- 1 cup amaretti (Italian-style almond cookie) crumbs
- 2 tablespoons soft margarine, melted
- 1 (8 ounce) package Lucerne Nonfat Cream Cheese, softened
- 1/3 cup Lucerne Nonfat Cottage Cheese
- 3 tablespoons amaretto liqueur
- 1 Lucerne Large egg
- 1 Lucerne Large Egg White
- 1/2 cup sugar
- 2 tablespoons sugar
- 1 cup Lucerne Nonfat Sour Cream
- 1/2 teaspoon vanilla
- 1/4 cup sliced almonds
- Preheat oven to 350 degrees F. For crust, in a small bowl stir together cookie crumbs and margarine; using the back of a spoon, press mixture evenly over bottom and sides of a 9-inch pie pan. Bake until lightly browned (6 to 8 minutes). Remove from oven.

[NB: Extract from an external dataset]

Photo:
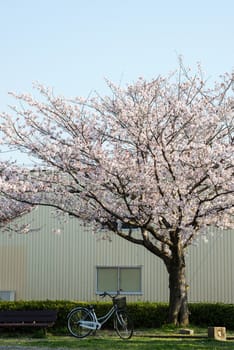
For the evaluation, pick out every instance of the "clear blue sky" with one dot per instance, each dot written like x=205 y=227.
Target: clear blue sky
x=71 y=45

- Meanwhile, in a food processor or blender, combine cream cheese, cottage cheese, amaretto, egg, egg white, and 1/2 cup of the sugar; whirl until smooth. Pour mixture into baked crumb crust.
- Return pie to 350 F oven and bake until top feels dry when lightly touched and center jiggles only slightly when pan is gently shaken (25 to 30 minutes).
- Meanwhile, in a small bowl, stir together remaining 2 tablespoons sugar, sour cream, and vanilla to make topping. Remove pie from oven, then reduce oven temperature to 250 F. Pour sour cream mixture over hot cheese pie, smoothing gently to spread evenly. Sprinkle with almonds.
- Return to oven and bake for 5 minutes. Let cool on a rack (about 1 hour), then cover lightly and refrigerate until cold (at least 2 1/2 hours).